Projet achevé : Antibiotiques: un nouveau mécanisme d’action

La découverte d’un nouvel antibiotique agissant différemment pourrait contribuer à surmonter de nombreuses résistances. Les scientifiques ont réussi à élucider son formidable mécanisme d’action, ouvrant ainsi la voie au développement de nouveaux médicaments.

Les plus dangereux agents pathogènes résistants aux antibiotiques ont un point commun: une double membrane difficilement pénétrable. Même lorsque des antibiotiques parviennent à briser cette enveloppe, ils sont le plus souvent immédiatement éjectés. Le nouvel antibiotique découvert pourrait donc se révéler très efficace car il tue les germes problématiques sans y pénétrer. C'est précisément ainsi qu'agissent les substances synthétiques appelées OMPTA (Outer Membrane Protein Targeting Antibiotics - antibiotiques ciblant les protéines de la membrane externe), actuellement en cours de développement, tout comme la substance active darobactine, récemment découverte dans la nature. Les deux ont la même cible, c'est-à-dire la protéine membranaire BamA. Sans cette protéine, les bactéries ne peuvent pas renouveler leur membrane externe et meurent.

Les bactéries ne peuvent plus reconstituer leur membrane externe

​Au Biozentrum de Bâle, l'équipe de recherche de Sebastian Hiller mène un projet s'inscrivant dans le cadre du PNR 72 et visant à étudier en détail la manière dont la darobactine et les antibiotiques ciblant les protéines de la membrane externe (OMPTA) affectent le fonctionnement de la protéine BamA. Les scientifiques ont pu démontrer que ces substances imitaient, par leur forme, une structure tridimensionnelle que seules possèdent les protéines produites par les bactéries pour former leur membrane protectrice externe. La structure en question est la clé permettant aux protéines de traverser à des endroits précis depuis l'intérieur pour constituer l'enveloppe externe. Les OMPTA, tout comme la darobactine, sont une copie de cette clé. Ces substances bloquent le trou de la serrure depuis l'extérieur, pour ainsi dire. Comme si on fermait une porte à clé et qu'on cassait ensuite la clé dans la serrure. Conséquence: les bactéries meurent car la voie leur permettant de faire passer les composants de leur membrane est bloquée.

Des mécanismes similaires sont déjà connus en microbiologie, et utilisés par d'autres médicaments. Les structures d'ancrage visées dans ces cas-là sont en général très grandes, du moins sur le plan microbiologique. Au contraire, la cible visée par la darobactine et les OMPTA est très petite, et non identifiable par les méthodes habituelles. Et ce malgré le fait que la darobactine et les OMPTA sont plus grandes que la majorité des substances actives, et n'arriveraient jamais à passer par les portes d'entrée des bactéries.

Peu de résistances

​L'équipe de recherche a ainsi constaté que ces substances exploitaient un véritable talon d'Achille de la bactérie pathogène en se liant directement aux atomes les plus importants de BamA, son "squelette". Comme ces atomes assurent la cohésion de la protéine et lui donnent sa forme, les bactéries ne peuvent pas vraiment les modifier – alors que ce serait justement le moyen le plus simple qu'elles pourraient opposer assez rapidement à ces nouvelles substances. En fait, la darobactine a conservé son efficacité contre tous les agents pathogènes pour lesquels Sebastian Hiller et son équipe ont effectué des tests de laboratoire qui simulent la résistance. Pour reprendre la métaphore de la clé: la bactérie pathogène n'a pas réussi à changer la serrure défectueuse. Les OMPTA ayant le même mécanisme, il sera tout aussi difficile pour les bactéries de développer des résistances.

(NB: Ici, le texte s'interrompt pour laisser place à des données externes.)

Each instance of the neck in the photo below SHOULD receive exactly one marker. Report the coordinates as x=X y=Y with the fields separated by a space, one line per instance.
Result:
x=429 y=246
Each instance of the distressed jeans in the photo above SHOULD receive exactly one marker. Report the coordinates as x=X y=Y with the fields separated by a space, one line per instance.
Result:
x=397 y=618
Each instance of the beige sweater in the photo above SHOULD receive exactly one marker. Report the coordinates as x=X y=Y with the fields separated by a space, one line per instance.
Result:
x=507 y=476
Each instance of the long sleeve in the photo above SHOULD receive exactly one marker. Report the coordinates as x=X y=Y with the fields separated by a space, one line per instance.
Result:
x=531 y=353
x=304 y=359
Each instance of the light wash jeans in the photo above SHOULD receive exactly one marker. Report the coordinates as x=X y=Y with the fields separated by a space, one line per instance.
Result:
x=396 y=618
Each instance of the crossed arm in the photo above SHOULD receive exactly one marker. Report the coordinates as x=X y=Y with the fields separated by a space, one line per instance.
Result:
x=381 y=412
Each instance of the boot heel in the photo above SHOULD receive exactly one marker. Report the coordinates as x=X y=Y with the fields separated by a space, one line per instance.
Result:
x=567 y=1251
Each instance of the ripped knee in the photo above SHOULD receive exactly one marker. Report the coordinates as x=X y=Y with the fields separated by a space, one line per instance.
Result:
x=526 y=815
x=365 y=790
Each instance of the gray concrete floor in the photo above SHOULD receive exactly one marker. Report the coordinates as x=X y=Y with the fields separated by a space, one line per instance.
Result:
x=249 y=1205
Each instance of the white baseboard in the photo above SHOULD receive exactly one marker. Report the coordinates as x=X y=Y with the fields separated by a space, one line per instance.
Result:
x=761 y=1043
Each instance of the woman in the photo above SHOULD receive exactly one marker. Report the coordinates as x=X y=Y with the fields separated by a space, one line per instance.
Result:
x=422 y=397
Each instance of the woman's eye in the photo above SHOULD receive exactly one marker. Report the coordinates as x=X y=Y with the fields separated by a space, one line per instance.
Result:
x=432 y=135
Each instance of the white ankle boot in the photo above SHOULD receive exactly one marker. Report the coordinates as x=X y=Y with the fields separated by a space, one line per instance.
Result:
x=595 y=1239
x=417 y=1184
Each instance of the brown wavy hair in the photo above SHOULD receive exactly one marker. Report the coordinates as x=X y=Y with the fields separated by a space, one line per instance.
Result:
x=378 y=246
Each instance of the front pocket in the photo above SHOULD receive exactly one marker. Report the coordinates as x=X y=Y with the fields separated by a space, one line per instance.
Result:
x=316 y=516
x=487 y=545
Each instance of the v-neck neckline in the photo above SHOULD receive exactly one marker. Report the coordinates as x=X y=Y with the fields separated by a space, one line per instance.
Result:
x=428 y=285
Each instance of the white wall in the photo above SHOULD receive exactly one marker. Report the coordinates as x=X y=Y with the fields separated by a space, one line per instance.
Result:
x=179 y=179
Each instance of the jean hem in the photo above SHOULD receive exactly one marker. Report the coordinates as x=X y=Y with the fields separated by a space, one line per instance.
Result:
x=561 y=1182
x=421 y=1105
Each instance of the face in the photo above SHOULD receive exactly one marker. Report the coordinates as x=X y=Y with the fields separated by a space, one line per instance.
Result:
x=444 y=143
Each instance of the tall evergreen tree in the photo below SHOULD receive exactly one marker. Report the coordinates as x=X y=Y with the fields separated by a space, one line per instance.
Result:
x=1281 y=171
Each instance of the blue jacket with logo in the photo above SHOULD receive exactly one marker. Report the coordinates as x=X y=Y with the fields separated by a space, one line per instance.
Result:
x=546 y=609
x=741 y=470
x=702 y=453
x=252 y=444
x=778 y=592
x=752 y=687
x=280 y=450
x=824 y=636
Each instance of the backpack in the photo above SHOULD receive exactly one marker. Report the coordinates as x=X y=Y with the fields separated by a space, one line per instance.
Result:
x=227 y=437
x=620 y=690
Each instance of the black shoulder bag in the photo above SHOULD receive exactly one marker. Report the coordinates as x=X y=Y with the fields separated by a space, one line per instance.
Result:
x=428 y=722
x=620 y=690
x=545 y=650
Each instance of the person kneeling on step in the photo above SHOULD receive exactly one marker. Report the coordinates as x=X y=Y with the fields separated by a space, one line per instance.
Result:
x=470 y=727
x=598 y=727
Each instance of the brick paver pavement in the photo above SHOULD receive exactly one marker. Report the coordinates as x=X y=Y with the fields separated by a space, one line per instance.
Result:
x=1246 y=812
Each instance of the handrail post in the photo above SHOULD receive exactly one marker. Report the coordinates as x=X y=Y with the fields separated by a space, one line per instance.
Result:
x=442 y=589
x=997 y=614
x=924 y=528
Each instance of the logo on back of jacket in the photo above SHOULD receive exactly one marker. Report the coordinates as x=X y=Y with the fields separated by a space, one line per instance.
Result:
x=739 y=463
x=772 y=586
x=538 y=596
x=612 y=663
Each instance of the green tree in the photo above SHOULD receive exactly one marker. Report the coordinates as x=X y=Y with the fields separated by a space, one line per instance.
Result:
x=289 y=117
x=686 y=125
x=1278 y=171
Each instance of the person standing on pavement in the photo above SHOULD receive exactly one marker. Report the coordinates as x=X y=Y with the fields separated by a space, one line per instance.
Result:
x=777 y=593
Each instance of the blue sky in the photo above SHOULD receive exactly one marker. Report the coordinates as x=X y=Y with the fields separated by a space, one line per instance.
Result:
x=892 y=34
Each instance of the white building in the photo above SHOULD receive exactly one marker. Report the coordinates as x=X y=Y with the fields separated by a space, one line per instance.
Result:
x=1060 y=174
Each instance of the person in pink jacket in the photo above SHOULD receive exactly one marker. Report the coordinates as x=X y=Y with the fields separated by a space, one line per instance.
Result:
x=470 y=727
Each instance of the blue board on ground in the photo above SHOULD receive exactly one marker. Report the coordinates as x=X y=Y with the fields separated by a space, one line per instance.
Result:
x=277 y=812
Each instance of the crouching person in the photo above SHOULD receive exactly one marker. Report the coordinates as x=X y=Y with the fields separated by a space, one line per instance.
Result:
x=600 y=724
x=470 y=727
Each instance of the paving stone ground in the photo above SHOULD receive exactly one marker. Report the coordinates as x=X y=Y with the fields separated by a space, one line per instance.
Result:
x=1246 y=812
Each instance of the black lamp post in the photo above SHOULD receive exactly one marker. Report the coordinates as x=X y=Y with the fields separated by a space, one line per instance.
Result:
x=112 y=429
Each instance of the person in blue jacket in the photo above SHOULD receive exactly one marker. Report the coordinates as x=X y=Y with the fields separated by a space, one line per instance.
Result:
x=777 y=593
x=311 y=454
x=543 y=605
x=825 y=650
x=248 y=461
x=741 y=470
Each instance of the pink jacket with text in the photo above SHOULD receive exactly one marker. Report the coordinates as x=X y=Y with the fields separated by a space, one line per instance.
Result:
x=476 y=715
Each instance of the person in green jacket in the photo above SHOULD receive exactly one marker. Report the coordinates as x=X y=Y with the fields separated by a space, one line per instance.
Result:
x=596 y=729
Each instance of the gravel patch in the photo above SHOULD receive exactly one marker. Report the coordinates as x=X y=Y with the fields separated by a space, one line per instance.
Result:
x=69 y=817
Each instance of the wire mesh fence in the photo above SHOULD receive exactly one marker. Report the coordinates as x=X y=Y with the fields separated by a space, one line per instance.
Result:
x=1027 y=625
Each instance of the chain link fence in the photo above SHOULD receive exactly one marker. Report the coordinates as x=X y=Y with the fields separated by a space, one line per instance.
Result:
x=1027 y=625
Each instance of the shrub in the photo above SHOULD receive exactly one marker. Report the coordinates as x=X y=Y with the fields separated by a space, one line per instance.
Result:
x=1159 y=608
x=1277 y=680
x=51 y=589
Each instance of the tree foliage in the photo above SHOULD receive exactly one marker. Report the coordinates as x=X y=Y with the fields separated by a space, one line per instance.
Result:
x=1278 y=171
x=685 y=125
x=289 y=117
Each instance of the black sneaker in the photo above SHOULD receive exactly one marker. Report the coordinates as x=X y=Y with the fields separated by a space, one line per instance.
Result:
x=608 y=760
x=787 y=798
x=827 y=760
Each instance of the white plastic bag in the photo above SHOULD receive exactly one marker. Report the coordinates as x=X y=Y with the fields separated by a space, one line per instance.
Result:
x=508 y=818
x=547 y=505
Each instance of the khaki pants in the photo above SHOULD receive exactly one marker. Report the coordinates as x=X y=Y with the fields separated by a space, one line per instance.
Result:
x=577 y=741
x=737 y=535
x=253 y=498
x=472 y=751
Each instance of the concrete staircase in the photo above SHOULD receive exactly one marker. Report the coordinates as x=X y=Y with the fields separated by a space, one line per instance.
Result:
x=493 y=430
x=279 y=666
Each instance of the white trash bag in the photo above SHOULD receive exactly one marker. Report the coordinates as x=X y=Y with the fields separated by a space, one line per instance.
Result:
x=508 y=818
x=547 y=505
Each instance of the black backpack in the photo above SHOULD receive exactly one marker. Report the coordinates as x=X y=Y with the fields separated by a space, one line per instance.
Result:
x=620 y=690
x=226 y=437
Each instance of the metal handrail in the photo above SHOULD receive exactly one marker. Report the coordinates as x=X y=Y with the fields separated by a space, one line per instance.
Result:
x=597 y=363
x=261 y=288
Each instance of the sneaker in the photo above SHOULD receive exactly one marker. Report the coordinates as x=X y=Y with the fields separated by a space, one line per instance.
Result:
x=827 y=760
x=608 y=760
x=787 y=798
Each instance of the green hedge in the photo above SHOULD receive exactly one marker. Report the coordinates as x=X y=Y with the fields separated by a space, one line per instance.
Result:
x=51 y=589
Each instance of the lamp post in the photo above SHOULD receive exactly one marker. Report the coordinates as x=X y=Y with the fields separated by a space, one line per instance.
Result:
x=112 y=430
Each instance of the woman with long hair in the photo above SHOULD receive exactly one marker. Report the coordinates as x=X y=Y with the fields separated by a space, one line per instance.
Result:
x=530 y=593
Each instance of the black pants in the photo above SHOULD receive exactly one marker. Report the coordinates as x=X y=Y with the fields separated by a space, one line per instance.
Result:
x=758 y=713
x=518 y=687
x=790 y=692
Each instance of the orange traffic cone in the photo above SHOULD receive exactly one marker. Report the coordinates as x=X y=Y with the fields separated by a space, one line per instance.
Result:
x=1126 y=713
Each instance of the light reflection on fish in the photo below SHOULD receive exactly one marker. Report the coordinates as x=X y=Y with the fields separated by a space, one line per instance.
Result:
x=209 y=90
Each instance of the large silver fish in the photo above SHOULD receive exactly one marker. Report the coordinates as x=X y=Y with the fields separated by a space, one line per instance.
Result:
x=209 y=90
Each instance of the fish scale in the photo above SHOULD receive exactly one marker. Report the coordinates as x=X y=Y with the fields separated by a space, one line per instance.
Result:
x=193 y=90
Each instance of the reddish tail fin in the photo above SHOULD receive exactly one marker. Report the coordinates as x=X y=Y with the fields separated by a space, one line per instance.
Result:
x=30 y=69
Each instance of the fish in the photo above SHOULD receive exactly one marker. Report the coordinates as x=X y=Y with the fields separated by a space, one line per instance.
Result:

Ces découvertes marquent un pas décisif vers une possible application en médecine car elles permettront de continuer à améliorer de manière ciblée la darobactine et les OMPTA, et de développer des médicaments efficaces. Elles pourraient également ouvrir la voie à l'élaboration de nouvelles substances contre les bactéries antibiorésistantes les plus dangereuses.